Entré en la antesala a toda prisa para que Mats no pudiera ver el interior del despacho.

Estaba de pie, con los hombros muy erguidos y la expresión que suele adoptar cuando discute con los actores y los músicos: una severa determinación combinada con la idea de que tiene razón. Mats no ve el mundo con matices salvo, a veces, cuando escribe una obra.

—No te creo. No soy un experto en humanidad, pero Anna parece perfectamente sana, y no creo que sea una mentirosa.

El mentiroso era yo, como todo el mundo sabía. ¡Vaya fama!

—No se encuentra bien, Mats. Te lo aseguro.

Él siguió con su obstinada actitud.

—Hoy el Primer Defensor no está de buen humor. —Lo cual era un eufemismo—. Creo que lo mejor será que te vayas antes de que se ponga furioso.

Mats miró la puerta del despacho del general.

—Está ahí dentro.

—Sí.

—Me gustaría verlo.

—¿Para qué? No tienes nada que decirle y jamás os habéis tratado.

—Estoy a sus órdenes. Tengo derecho a verlo. Quiero verlo.

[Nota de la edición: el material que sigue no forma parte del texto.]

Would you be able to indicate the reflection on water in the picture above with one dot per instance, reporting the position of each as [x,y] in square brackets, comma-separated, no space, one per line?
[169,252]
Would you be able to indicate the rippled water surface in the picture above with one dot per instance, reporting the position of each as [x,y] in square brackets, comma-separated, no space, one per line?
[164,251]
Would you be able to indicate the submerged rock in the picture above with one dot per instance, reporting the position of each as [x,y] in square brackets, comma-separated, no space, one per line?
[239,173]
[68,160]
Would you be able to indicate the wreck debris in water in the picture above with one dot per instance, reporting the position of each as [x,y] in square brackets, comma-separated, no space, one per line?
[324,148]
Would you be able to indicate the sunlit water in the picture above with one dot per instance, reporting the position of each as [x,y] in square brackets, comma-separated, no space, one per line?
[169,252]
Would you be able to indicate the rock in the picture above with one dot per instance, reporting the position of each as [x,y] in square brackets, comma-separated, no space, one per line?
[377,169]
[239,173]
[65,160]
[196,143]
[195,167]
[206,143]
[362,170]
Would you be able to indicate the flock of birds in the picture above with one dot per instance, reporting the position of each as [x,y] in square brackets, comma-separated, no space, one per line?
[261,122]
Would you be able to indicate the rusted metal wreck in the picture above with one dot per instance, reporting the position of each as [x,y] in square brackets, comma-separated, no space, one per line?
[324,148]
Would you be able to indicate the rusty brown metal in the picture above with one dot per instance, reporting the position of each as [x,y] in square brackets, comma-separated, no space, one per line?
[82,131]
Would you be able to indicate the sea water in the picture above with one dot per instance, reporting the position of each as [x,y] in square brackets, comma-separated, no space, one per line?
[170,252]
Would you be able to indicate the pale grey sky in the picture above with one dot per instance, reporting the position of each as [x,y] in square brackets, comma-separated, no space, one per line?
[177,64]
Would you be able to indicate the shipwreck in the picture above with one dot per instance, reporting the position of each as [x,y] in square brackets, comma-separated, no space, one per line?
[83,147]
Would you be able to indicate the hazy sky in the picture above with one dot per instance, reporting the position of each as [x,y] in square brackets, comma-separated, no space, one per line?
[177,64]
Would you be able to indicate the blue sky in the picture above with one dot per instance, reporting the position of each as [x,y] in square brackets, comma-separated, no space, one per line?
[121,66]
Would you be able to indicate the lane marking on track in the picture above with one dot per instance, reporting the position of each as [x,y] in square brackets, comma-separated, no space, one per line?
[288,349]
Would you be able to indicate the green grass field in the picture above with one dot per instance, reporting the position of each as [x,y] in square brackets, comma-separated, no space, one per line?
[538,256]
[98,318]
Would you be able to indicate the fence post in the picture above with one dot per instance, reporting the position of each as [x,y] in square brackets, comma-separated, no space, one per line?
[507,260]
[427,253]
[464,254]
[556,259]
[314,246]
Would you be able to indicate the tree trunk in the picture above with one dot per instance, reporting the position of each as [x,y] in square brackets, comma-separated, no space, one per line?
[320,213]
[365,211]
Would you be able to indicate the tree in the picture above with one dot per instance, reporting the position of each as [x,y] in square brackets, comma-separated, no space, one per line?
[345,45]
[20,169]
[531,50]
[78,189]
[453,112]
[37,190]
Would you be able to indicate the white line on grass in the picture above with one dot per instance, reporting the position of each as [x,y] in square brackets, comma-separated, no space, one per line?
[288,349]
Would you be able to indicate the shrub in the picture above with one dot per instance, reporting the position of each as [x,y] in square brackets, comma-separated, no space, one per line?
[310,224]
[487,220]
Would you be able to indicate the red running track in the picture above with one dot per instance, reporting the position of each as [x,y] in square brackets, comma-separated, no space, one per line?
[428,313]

En ese momento tomé conciencia del equipo de vigilancia que estaba instalado en la antesala. Lo más probable era que no hubiera nadie vigilando, salvo un programa de ordenador. Pero si el programa decidía que estaba ocurriendo algo raro, alertaría a alguien, y yo tendría problemas. No es que no los tuviera ya, tal como estaban las cosas.

Maldije al Pueblo y su manía de perseguirse mutuamente. ¿Por qué no me había enredado con una especie menos paranoica? ¿O con un sexo menos paranoico?